I don't think the numbers added up like that for us either. We treated
them as relative data, not absolute.
I don't remember how early/late the timestamps were recorded, but
obviously they cannot cover 100% of the handler. As the number of exits
increases, those unaccounted-for instructions would add up... but I
wouldn't expect that to cause errors of the magnitude you're seeing.
Perhaps there is a more obvious problem with the way certain exit types
are recorded (or not recorded).
Hollis Blanchard
Mentor Graphics, Embedded Systems Division
On 12/01/2010 08:18 PM, Yoder Stuart-B08248 wrote:
Well, in the example I'm looking at, which runs for 30
seconds, the "sum" column of the stats adds up to
about 10 seconds total. So, there is 20 seconds
unaccounted for.
Interestingly enough, if I let the guest just sit
idle for 30 seconds, the stats do sum up to about
30 seconds.
Will get to the bottom of it, but wanted to make
sure I was not missing something obvious.
Stuart
-----Original Message-----
From: Hollis Blanchard [mailto:hollis_blanchard@xxxxxxxxxx]
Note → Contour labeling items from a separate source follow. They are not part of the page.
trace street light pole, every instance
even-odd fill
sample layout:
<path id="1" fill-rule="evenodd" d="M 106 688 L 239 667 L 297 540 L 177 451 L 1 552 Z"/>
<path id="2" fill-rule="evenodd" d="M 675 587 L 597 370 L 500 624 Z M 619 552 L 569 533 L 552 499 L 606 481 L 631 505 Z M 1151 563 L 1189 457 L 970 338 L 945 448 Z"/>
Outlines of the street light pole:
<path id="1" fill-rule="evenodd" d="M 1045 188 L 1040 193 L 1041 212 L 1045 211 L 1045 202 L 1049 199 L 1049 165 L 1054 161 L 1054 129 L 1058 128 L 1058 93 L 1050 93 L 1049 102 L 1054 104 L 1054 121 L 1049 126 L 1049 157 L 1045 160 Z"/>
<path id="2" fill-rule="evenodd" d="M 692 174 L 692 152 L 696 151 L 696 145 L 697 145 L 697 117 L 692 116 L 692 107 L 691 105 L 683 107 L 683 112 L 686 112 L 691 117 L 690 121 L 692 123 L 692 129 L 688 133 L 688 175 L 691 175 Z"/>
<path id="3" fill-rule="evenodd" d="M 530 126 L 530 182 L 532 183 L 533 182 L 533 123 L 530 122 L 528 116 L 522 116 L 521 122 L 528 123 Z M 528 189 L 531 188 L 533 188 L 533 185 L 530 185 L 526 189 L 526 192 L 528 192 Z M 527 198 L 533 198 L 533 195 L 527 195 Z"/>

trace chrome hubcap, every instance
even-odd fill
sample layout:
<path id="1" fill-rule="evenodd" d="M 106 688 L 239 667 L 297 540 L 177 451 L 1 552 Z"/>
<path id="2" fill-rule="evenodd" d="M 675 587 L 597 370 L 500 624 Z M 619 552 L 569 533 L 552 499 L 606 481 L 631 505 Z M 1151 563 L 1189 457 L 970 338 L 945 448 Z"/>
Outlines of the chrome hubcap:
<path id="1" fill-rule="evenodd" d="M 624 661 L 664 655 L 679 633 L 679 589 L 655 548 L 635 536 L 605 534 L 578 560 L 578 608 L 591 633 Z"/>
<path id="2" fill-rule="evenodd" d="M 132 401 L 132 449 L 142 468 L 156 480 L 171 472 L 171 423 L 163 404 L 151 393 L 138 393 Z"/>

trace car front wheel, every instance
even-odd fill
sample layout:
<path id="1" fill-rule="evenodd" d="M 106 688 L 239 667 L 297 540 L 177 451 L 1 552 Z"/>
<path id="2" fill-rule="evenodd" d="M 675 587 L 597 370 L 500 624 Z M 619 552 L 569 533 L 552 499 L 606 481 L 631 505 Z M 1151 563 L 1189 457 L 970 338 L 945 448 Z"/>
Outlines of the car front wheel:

Sent: Wednesday, December 01, 2010 6:27 PM
To: Yoder Stuart-B08248
Cc: kvm-ppc@xxxxxxxxxxxxxxx
Subject: Re: kvm ppc timing stats
Yes, your understanding is correct (barring any bugs, of course). Why
do
you think "time is missing"?
Hollis Blanchard
Mentor Graphics, Embedded Systems Division
On 12/01/2010 12:02 PM, Yoder Stuart-B08248 wrote:
Hollis,
Am looking at some performance data and want to make sure that
I'm understanding things correctly with your CONFIG_KVM_EXIT_TIMING
stuff. If I reset the timing counters, run a workload
under for a fixed duration (e.g. 30 seconds), and then look
at the exit stats, I should see 30 seconds worth of time accounted
for, correct?
Right now I'm seeing a substantial amount of time "missing" and
want to make sure I'm not missing something.